Vegetal (Cetearyl Alcohol and Cetearyl Glucoside)
Vegetal is derived from plants, typically palm, coconut, or corn. Before using vegetal or Cetearyl Alcohol and Cetearyl Glucoside in your DIY products, you should make sure it’s environmentally-friendly and sustainable. We do not recommend palm products because of the detrimental effects they have on our planet.
Olivem 900 or Olivem 1000 (Cetearyl Olivate and Sorbitan Olivate)
Olivem 900 and Olivem 1000 are natural emulsifiers that are derived from olives. It’s an emulsifier and a thickening agent, so it works well for night creams and sunscreen. This is our emulsifier of choice when creating DIY beauty products.
Xyliance® (Cetearyl Wheat Straw Glycosides and Cetearyl Alcohol)
Xyliance® is one of the oldest and most well-known natural emulsifiers, but it’s made with palm oil, so we do not recommend using it.
Ritamulse SCG (Glyceryl Stearate, Cetearyl Alcohol and Sodium Stearoyl Lactylate)
Ritamulse is made from plants, and it’s a natural emulsifier and a thickening agent (similar to olivem).
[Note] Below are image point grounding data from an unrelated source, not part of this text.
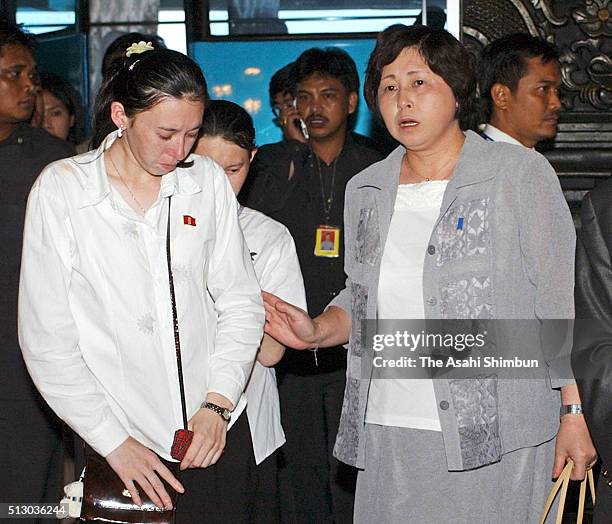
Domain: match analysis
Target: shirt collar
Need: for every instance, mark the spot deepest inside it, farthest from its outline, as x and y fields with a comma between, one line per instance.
x=499, y=136
x=97, y=186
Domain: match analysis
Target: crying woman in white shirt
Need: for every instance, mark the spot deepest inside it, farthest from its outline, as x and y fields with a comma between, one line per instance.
x=95, y=311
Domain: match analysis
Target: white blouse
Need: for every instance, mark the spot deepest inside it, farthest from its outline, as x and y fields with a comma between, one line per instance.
x=95, y=317
x=278, y=270
x=408, y=403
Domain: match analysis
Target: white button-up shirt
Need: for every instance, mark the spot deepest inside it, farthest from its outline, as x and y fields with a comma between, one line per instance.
x=95, y=317
x=278, y=270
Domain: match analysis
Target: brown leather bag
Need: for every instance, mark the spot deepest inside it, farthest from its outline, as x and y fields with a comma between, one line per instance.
x=106, y=499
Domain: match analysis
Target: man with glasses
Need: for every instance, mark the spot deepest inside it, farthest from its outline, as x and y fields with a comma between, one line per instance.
x=301, y=185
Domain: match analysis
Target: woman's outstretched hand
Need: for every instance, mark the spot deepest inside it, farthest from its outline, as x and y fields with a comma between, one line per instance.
x=288, y=324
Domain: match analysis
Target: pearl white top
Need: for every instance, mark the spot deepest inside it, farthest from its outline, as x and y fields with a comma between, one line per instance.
x=408, y=403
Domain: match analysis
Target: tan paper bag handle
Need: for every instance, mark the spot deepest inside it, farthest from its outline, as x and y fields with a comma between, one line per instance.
x=561, y=484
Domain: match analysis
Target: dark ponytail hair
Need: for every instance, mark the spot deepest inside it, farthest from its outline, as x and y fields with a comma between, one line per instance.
x=229, y=121
x=143, y=80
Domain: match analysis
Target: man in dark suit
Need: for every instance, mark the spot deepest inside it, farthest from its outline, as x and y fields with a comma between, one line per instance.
x=592, y=354
x=302, y=185
x=31, y=456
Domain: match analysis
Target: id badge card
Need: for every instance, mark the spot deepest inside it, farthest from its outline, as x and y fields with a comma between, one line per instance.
x=327, y=242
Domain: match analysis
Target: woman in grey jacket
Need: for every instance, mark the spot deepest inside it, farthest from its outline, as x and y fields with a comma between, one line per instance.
x=471, y=230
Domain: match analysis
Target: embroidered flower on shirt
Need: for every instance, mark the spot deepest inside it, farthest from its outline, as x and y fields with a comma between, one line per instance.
x=130, y=229
x=180, y=272
x=146, y=324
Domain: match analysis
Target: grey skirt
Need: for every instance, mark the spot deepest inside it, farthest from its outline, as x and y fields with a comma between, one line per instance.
x=406, y=480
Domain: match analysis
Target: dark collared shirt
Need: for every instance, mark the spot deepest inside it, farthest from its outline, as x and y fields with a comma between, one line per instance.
x=23, y=155
x=298, y=204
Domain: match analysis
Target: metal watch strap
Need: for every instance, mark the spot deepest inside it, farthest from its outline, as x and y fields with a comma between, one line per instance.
x=570, y=409
x=224, y=412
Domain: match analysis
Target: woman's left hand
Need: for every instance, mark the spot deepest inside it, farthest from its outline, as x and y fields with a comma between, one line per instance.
x=209, y=432
x=574, y=441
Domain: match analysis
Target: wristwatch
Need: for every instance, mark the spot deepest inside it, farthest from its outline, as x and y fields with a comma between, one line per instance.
x=224, y=412
x=573, y=409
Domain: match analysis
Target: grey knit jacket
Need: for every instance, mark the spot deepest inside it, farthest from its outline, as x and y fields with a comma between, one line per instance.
x=513, y=260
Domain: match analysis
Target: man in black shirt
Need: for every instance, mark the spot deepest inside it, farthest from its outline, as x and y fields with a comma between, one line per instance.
x=30, y=460
x=302, y=185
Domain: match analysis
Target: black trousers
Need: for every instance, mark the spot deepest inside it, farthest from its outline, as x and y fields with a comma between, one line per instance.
x=234, y=490
x=31, y=455
x=314, y=486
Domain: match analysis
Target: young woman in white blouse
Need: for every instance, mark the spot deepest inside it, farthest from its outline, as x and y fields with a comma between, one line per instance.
x=95, y=311
x=228, y=137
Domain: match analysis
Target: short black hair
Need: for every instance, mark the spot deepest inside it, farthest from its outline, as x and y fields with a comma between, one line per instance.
x=12, y=34
x=504, y=61
x=229, y=121
x=116, y=49
x=283, y=81
x=440, y=50
x=143, y=80
x=331, y=62
x=66, y=94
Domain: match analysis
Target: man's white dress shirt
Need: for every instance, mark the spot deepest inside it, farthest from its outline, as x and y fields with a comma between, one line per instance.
x=95, y=317
x=499, y=136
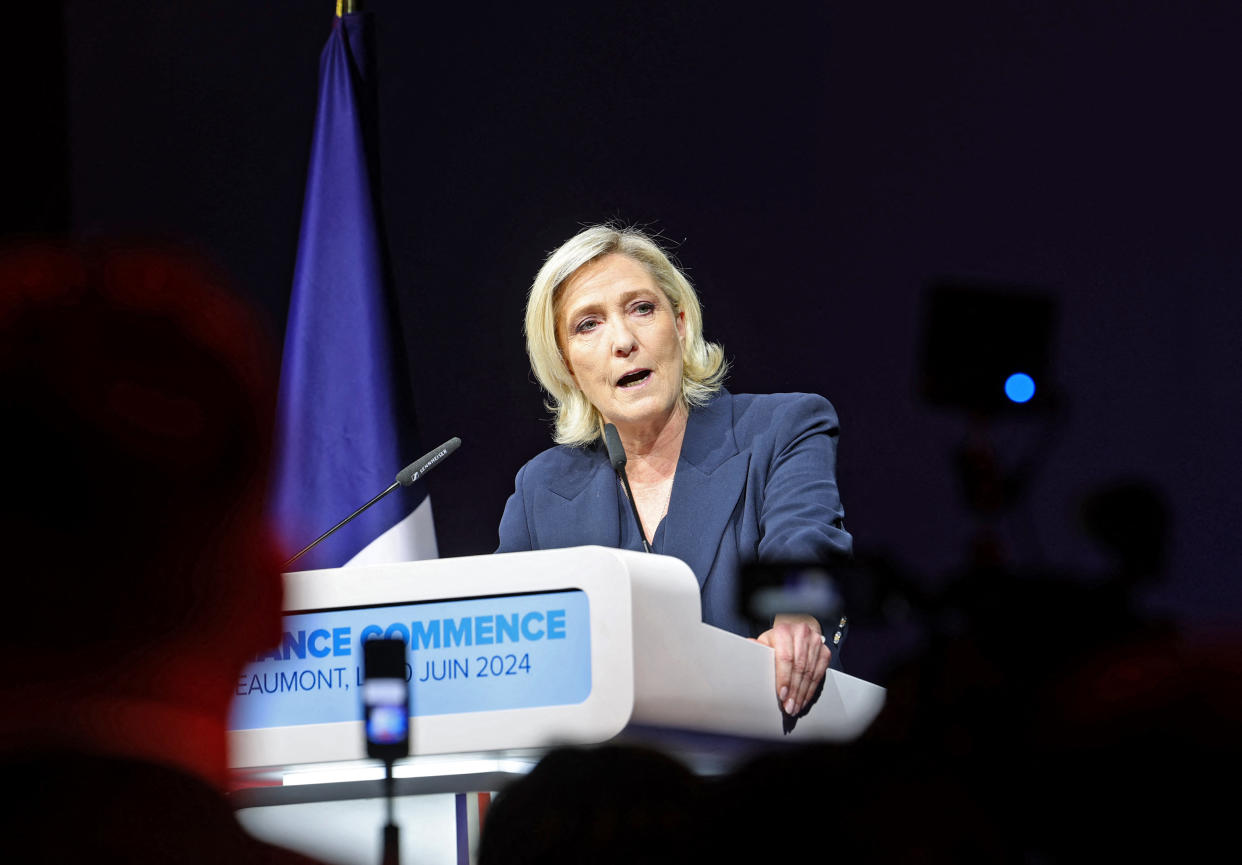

You can find Ritamulse under brand names like ECOmulse and Naturmulse.
Lecithin is a natural blend of lipids that are found in food sources such as egg yolks and soybeans. Soya lecithin is the most popular for beauty products.
It creates a thick and creamy substance that can be great for dry skin, and it contains natural antioxidants. However, lecithin creates very heavy cream that doesn’t absorb as well as other emulsifiers, so it’s not the best for day creams or hand lotions.
Is Beeswax a Natural Emulsifier?
Contrary to popular belief, beeswax on its own is NOT an emulsifier.
Beeswax has oil-like properties, so you either have to emulsify it or you actually have to alter it before using it in beauty products.
How? Typically with borax.
Borax turns beeswax into soap, and that soap then becomes a natural emulsifier.
Sounds simple enough right? Borax is a naturally-occurring mineral. It must be safe…
Unfortunately, borax is carcinogenic and it’s actually been banned from some uses in the EU, so you shouldn’t use borax if you’re trying to detox your beauty products.
You can, however, use beeswax on its own as long as you plan to use your product within a few days (because without an emulsifier, it won’t be shelf-stable).
Is Coconut Oil an Emulsifier?
Coconut oil is not an emulsifier either. It’s an oil that needs an emulsifier in order to blend with water.
How to Make Products with Natural Emulsifiers
Just do it.
I know that sounds incredibly simple, but when you’re making beauty products, the basic principle is to simply create the solution.
Many people talk about a “heat and hold” method where you heat the ingredients to 158-degrees fahrenheit (70-degrees celsius), but there’s really no need to do this. All you need to do is heat your ingredients enough for the solution to liquify. If they’re already liquid, you just have to mix them together.
Formula Botanica, an online institution that offers courses for organic product formulation, can teach you more about the myths behind the heat and hold method.
How to Make a Basic Lotion with a Natural Emulsifier
Want to experiment a little bit and make a unique natural lotion at home? Here are the basic quantities that you’ll need of each ingredient:
- 6-11% emulsifier or co-emulsifier
- 20-40% oils or butters
- Fill up with water & other additives (like essential oils)
If you’re interested in making lotions and other beauty products for you and your family, consider what kind of emulsifier you’ll use, then come back here and tell us what you made!